Aos pés do Kilimanjaro - Parte II
Bom dia Linnus…
Ouço essa voz suave todas as manhãs nos últimos dez anos.
Bom dia Sara Norfolk…
É Sara O’Brian!
Sara… você é tão romântica, quase boba… Como uma engenheira espacial pode ser tão ortodoxa?
Sr. Linnus, saiba que estou com você porque quero, e mesmo não sendo mais admitido o sobrenome por alteração de status civil, eu sempre quis ter o seu nome, acho bonito… E eu quero assim.
Uma coisa que aprendi logo cedo, desde que comecei a viver com Sara é que, depois de decidido algo por ela, a possibilidade de fazê-la mudar de ideia beira o zero.
Contemplei aqueles olhos cinzas e ajustei a imagem para luz natural, para poder me perder naquele mar…

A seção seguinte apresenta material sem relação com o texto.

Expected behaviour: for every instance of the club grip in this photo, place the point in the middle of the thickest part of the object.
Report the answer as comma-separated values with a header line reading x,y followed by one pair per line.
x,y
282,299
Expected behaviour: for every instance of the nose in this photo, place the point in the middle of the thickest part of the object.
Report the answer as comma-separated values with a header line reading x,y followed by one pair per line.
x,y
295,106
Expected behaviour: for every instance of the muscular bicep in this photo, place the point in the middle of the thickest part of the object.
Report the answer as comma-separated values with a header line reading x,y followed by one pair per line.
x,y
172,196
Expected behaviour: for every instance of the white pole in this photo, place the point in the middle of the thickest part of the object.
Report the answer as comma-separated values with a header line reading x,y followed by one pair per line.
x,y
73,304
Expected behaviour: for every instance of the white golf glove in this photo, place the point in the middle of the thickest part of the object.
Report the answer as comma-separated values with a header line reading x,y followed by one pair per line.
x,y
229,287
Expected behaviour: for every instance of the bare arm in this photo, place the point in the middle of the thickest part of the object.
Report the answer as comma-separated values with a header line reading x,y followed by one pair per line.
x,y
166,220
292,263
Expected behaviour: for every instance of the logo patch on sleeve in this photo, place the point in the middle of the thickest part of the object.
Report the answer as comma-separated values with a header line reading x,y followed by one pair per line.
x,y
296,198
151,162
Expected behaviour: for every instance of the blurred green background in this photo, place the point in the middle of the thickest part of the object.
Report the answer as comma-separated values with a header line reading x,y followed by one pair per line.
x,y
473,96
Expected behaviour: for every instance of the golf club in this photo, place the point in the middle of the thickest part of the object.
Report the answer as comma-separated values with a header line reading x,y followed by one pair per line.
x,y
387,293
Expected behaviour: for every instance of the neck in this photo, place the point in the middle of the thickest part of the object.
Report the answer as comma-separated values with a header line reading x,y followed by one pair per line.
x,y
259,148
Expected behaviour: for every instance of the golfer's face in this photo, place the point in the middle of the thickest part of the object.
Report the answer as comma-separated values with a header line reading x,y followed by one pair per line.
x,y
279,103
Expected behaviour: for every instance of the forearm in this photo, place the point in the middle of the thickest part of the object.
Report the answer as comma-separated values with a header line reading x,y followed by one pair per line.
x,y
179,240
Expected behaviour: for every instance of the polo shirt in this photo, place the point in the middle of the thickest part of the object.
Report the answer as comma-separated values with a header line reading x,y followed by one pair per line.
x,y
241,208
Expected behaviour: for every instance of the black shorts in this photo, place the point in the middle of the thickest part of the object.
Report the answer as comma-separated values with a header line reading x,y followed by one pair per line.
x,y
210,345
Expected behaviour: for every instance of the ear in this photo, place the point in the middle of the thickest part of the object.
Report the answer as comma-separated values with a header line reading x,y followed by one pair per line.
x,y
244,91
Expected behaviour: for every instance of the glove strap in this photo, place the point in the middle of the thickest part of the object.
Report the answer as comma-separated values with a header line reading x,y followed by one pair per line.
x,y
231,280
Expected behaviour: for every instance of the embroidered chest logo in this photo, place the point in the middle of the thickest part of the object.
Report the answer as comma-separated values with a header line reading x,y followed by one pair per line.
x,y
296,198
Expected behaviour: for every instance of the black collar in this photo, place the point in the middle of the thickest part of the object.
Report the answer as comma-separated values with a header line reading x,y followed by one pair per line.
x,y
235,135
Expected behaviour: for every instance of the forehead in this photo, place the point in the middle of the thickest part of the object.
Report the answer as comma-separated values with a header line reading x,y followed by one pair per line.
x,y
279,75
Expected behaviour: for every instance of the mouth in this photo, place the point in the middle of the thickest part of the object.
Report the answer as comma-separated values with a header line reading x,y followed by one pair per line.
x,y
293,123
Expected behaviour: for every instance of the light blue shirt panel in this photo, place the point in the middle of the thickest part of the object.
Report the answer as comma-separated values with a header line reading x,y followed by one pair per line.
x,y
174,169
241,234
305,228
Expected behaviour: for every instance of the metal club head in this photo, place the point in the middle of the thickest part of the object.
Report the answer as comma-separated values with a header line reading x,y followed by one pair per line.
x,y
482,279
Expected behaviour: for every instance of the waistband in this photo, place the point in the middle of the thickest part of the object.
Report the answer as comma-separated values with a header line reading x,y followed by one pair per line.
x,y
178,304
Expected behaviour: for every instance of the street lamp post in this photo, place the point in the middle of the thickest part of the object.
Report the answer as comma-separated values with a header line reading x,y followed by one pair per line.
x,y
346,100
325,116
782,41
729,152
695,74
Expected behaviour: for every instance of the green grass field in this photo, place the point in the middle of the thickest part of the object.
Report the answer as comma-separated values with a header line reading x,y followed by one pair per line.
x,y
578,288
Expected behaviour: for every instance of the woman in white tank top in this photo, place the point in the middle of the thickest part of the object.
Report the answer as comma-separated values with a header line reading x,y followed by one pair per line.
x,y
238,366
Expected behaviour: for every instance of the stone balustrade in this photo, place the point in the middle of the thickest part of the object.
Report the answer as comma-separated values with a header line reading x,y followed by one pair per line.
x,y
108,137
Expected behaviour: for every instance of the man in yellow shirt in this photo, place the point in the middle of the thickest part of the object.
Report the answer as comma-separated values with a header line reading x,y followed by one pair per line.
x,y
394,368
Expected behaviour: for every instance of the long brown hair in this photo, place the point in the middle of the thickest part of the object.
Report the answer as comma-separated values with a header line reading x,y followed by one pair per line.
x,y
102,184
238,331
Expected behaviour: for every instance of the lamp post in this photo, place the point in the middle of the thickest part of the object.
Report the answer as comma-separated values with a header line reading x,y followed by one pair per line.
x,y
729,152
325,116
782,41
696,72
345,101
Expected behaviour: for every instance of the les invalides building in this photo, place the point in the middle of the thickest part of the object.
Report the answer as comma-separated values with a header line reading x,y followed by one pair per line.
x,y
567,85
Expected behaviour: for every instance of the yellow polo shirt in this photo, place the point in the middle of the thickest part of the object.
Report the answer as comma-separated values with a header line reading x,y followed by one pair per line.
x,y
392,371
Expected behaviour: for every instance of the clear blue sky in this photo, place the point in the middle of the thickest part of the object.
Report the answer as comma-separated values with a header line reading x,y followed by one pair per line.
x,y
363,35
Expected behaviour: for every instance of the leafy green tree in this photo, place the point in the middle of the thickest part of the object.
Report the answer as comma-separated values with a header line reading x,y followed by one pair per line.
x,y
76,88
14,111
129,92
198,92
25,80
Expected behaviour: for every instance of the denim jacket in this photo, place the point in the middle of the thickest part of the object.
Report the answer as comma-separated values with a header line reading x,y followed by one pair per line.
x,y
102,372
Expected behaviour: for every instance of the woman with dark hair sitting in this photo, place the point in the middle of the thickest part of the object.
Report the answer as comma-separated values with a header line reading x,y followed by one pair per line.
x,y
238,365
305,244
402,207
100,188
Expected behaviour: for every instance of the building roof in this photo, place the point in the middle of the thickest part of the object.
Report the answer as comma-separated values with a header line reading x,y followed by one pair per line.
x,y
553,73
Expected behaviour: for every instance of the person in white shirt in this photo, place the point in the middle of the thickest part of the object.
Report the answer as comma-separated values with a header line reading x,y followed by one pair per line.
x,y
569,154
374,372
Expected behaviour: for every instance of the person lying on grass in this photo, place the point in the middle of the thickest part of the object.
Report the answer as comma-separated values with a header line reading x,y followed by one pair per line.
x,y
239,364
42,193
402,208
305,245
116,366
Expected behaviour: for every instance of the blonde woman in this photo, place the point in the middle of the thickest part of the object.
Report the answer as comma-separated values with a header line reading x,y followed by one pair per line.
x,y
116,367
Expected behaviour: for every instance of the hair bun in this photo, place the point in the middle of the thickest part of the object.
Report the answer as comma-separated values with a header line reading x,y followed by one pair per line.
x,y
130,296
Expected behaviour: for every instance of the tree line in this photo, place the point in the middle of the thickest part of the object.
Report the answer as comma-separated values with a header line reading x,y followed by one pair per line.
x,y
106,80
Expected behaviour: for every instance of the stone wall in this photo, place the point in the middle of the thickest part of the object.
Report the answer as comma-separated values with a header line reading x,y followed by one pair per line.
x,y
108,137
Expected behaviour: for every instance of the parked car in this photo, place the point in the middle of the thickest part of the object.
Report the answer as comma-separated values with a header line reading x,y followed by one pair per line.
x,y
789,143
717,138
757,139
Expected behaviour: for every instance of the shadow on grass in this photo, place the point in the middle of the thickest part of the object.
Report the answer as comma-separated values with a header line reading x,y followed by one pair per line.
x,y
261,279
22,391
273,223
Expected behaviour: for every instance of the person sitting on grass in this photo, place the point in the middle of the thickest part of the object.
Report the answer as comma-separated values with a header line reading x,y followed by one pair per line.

Despertar numa barraca de acampamento era algo que a quase totalidade dos Redentores sequer ousara pensar. Até mesmo Sara pensou um pouco quando propus fazer o caminho do Kilimanjaro sem trajes hidropressurizados. Mas aquele olhar matreiro logo assentiu para a aventura.
Eu ainda fico impressionado que você tenha se adaptado em apenas uma semana na gravidade da terra, Sara.
Meu bem, você na verdade já está adaptado, mas sua regulagem fisiológica de percepção… como você é teimoso!
Não brigue comigo, Sarinha! Você sabe que pedi essa regulagem pro meu trabalho.
Eu assumo que tenho o maior orgulho do seu trabalho, Sr. Novo Manet, mas eu me preocupo porque você tem que ficar sentindo dor para se “inspirar” na suas obras. Seria tão mais simples reverter o protocolo fisiológico, mas até resfriados e rinites você usa para inspirações, e elas só se curam porque você não tem escolha.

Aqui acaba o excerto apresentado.